Fears of another Tiananmen and damage to brand China seemed to constrain mainland authorities, and the massive coverage in international news and across social media channels disabled the heavy hand Beijing might have otherwise applied. Structural bottlenecks between the leadership in Beijing and Hong Kong’s Legislative Council crimped measures to put an immediate end to the street marches.

growing number of protesters now appear to be leaning more into a political campaign as civil activism avenues are closed off. It’s a strategy shaped as much by the pandemic as the new security laws – either of which alone could have ended the street campaign – and by the new realities of 2020.

The approach is aimed at both international and domestic jurisdictions.

This is not necessarily a new direction. For instance, the much-heralded US Hong Kong Human Rights and Democracy Act, which finally passed the US Congress in November 2019, had been a focal point for Hong Kong pro-democracy parties since the Umbrella Movement in 2014. Joshua Wong, one of the protest leaders, was heavily involved in the campaign to enact the bill and staked considerable political capital on its outcome throughout 2019.

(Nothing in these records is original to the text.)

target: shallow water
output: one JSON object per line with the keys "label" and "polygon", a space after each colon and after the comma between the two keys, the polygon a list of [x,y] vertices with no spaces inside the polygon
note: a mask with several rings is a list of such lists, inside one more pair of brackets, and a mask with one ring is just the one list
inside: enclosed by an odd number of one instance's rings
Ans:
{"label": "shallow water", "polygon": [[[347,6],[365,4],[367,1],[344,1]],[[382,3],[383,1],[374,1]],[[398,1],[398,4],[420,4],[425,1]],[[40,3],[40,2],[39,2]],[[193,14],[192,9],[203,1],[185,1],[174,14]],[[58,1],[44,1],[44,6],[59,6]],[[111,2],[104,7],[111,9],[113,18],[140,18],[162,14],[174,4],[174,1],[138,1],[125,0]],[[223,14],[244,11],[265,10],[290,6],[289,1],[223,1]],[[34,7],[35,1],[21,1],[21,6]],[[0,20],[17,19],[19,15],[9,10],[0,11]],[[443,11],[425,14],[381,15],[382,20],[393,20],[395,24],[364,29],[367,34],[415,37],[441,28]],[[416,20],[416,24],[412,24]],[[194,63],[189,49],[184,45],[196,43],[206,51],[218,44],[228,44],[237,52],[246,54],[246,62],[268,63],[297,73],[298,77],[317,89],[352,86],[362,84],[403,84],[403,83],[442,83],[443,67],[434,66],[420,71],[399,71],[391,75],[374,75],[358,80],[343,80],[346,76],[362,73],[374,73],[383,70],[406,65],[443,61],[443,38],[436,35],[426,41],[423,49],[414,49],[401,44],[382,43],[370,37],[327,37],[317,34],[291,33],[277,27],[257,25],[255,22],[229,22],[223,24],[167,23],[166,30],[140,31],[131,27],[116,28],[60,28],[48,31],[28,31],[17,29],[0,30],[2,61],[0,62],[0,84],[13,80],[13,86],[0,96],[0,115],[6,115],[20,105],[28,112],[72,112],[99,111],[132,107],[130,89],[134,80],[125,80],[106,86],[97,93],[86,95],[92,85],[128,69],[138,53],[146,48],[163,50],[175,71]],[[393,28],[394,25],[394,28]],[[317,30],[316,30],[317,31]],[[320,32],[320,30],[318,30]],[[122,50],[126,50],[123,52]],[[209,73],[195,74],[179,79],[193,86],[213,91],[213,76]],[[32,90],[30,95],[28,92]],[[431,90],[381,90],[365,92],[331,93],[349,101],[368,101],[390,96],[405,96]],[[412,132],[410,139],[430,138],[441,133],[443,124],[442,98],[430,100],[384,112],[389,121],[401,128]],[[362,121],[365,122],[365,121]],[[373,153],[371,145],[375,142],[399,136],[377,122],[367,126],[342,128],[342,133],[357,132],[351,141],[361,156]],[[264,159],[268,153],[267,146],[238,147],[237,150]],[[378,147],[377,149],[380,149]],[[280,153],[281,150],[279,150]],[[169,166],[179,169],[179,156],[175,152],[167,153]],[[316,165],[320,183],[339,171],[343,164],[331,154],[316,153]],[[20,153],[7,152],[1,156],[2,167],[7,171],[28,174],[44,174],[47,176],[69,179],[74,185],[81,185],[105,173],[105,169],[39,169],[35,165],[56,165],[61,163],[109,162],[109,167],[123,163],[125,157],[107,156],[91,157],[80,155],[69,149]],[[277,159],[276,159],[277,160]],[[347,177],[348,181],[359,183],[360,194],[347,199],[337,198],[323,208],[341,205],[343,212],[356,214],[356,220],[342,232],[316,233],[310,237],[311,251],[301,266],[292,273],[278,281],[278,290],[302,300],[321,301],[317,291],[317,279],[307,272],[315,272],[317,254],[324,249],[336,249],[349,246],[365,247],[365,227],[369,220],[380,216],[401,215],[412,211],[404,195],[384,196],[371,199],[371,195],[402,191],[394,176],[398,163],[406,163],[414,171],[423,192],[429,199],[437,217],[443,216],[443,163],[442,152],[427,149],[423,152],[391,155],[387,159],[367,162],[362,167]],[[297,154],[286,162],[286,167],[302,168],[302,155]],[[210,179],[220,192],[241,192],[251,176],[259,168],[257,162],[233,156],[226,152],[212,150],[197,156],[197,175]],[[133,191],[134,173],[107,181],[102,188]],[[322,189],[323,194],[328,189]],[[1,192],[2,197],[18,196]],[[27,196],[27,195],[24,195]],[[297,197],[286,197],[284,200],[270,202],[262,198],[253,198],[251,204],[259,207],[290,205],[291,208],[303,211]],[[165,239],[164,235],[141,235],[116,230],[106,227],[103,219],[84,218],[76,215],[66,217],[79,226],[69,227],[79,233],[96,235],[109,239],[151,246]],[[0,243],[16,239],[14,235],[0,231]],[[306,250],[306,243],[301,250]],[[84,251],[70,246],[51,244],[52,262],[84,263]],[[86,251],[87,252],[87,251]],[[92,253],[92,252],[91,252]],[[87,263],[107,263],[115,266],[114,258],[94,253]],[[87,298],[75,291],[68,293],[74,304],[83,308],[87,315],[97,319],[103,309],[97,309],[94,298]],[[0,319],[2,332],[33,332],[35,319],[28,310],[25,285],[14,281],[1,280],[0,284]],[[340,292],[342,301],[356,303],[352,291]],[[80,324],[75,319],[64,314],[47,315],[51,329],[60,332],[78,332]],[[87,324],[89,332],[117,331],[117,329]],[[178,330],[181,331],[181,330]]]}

The big question, of course, is will such strategies be successful in helping rescue and advance democracy in Hong Kong?

It’s hard to see that being the case. If 2019 proved anything, it is that international concern doesn’t always translate into positive action. While the world looked on in horror at events in Hong Kong, and as many leaders, celebrities and other higher-ups expressed support for the protesters, few really had the courage or ability to take on China on issues of democracy or human rights.

Marchers in Hong Kong demonstrated against the Chinese Communist Party and the Hong Kong administration on the 70th anniversary of the founding of the People’s Republic of China, 1 October 2019 (Etan Liam/Flickr)

Despite US bluster, US President Trump recently froze funding for a US government agency designed to help protect internet freedom worldwide. This is a significant blow to Hong Kong’s social media–reliant protests. Trump’s view on Hong Kong appears to be that it is just another moving part in the complex machinery of China-US relations.

While Australia has indeed frozen its extradition agreement with Hong Kong, and received much praise from the protest movement as a result, other links prevail, including the Mutual Legal Assistance on Criminal Matters Act (Hong Kong). This law obliges Australia to cooperate on legal matters, such as “identifying and locating persons” and “executing requests for search and seizure”.

Meanwhile, any success for pro-democracy parties in September will meet Beijing’s increased willingness to openly threaten Hong Kong’s sovereignty.

It’s difficult to see how even a major political victory, internationally or domestically, will gain the democracy movement anything beyond short-term traction. The movement looks to have been shoehorned into the confined corridors of political campaigning, a space that Beijing surely dominates.

However, an underground is building. Some protesters are developing a pro-independence line. Gathering around figures like Edward Leung, this movement represents a departure from the earlier protests, the mainstream of which generally sought reform within the Chinese system, not apart from it.

The presence of this possibly growing secessionist cohort – while so far a mostly amorphous and subterranean faction – suggests that while Beijing may have won for now, a longer struggle is still playing out.